Il flotte sur notre époque un parfum étrange, celui d’une fête foraine sans fin où les repères se déguisent, où les mots se masquent, où la morale se travestit. Bienvenue dans le grand carnaval identitaire, ce théâtre de papier mâché où la lutte contre les discriminations a troqué le sérieux des combats historiques pour les grimaces d’un monde bestourné – inversé, perverti, retourné comme un gant.
Au nom de l’inclusion, on exclut ; au nom de la diversité, on catalogue ; au nom de la tolérance, on censure. Et tout cela se fait dans un grand éclat de rire forcé, comme dans les saturnales antiques où les rôles sociaux s’inversaient, où l’esclave devenait roi – sauf qu’ici, la comédie semble vouloir durer éternellement.
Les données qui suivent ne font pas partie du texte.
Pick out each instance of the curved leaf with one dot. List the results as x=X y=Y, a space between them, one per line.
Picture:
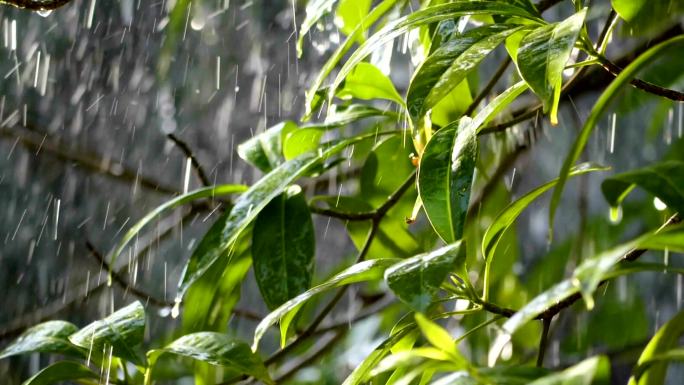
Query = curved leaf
x=283 y=247
x=216 y=349
x=47 y=337
x=444 y=69
x=650 y=369
x=360 y=272
x=426 y=16
x=542 y=56
x=664 y=180
x=250 y=204
x=62 y=371
x=599 y=108
x=445 y=177
x=123 y=330
x=416 y=280
x=206 y=192
x=367 y=82
x=508 y=215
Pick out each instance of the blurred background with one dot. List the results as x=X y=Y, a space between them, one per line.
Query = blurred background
x=90 y=92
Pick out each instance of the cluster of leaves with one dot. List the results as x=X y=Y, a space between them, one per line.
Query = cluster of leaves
x=425 y=170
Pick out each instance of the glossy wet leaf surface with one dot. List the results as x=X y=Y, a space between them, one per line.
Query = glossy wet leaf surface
x=283 y=247
x=416 y=280
x=123 y=330
x=216 y=349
On nous vend aujourd’hui le racisme comme un acte militant, pourvu qu’il cible les « dominants ». La race, que la République s’efforçait de sortir du vocabulaire juridique, revient par la fenêtre sous la forme de « statistiques racisées » ou d’ateliers en non-mixité. On célèbre la segmentation comme une avancée, comme si la lutte pour l’égalité passait désormais par la mise en fiche des origines. Sciences Po, certaines universités, et jusqu’aux institutions culturelles reproduisent à l’envi cette mise en scène des identités fixées, codifiées, et sanctuarisées.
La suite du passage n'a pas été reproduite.